El conflicto como hendija. Por supuesto, esa tensa calma, esa provisoriedad estaba llamada a ponerse en trance o romperse. Acontecimiento inesperado: uno de los «envíos» está vivo. Para dos civiles que jamás asesinaron a nadie, un vivo no es lo mismo que un cuerpo inerte. De todas formas, la mostración de los otros cuerpos sin vida que llegan a diario contienen una vida en potencia. El cadáver de una mujer con los ojos abiertos parece clavarle la vista a quien la hará desaparecer por completo, o el pecho de otra que asoma por las hendijas de una camisa, develan más a vivos que a muertos. De este modo, el sobreviviente de hecho se erige en metáfora de todas las víctimas que no cesan de interpelar a sus ejecutores, se trate de uno u otro eslabón de la cadena de responsabilidades. Porque Pastor y Dionisio no solo reciben y ven muertos: sobre todo, ven vivos. Que los interrogan, que les sostienen la mirada.

¿Qué hacer con el muerto vivo? Si jamás ejecutaron a nadie, el director y guionista plantea la posibilidad del conflicto, alternativa expuesta en la construcción dramática de ambos. Quienes portan la triste tarea de uniformarse en función de integrar el aparato represivo de Estado, deben cortar de cuajo cualquier tipo de identificación con sus potenciales víctimas. Pero estos hombres no son militares. Giménez los autoriza a la hendija que proporciona la hibridación desde la cual están concebidos. Así, en Matar a un muerto aparecen diferentes alternativas de dicho apremio y oportunidades de acabar con el tercero impensado. Y ante cada oportunidad la paleta de reacciones es de lo más variada, expresando las diferentes formas que adopta el conflicto central. 

Sostener la trampa. El marco que genera el microclima en que se encuentran los personajes, brinda también varios desafíos: no solo los fantasmas de Pastor sino las mismas fuerzas de la naturaleza. Un viento que llega sin avisar potencia la desprotección de los hombres; una lluvia que arrecia en el promedio de la historia los aísla más. Lo más abierto de toda la película es una pregunta que sobrevuela: si existe o no salida de este entorno que se devela como trampa.
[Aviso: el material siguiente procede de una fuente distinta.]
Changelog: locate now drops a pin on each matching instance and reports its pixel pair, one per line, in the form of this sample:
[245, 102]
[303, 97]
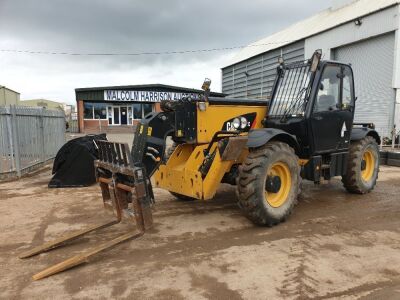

De todas formas, Hugo Giménez no se apoya en los elementos de la naturaleza para plantear un universo mítico, como Pastor: lo que hace es trabajar con los efectos. La trampa es una construcción humana, demasiado humana. Que no podría sostenerse jamás de no contar con quienes se hacen cargo de la colisión entre ellos, de sus propios devaneos y de su lucha con el marco. Tres actores, tres cuerpos, una dialéctica entre la potencia actoral desarrollada por el actor Ever Enciso en un Pastor que necesita imperiosamente de la palabra y el relato, sostenido en un manejo flexible del cuerpo, en relación con la economía verbal de Aníbal Ortiz sostenida desde una actitud de anatomía maciza, y con los recursos de Jorge Román quien varía gradualmente de conducta en función de la evolución de la relación con sus potenciales victimarios. Tres cuerpos en una pieza de cámara donde el plano general se cierra y los oprime. 

Con esta notable obra de Hugo Giménez las víctimas fatales del Plan Cóndor resurgen de entre los muertos.

Calificación: 10/10

Matar a un muerto (Paraguay; 2019). Guion y dirección: Hugo Giménez. Fotografía: Hugo Colace. Edición: Andrea Gandolfo. Elenco: Ever Enciso, Aníbal Ortiz, Silvio Rodas. Duración: 87 minutos.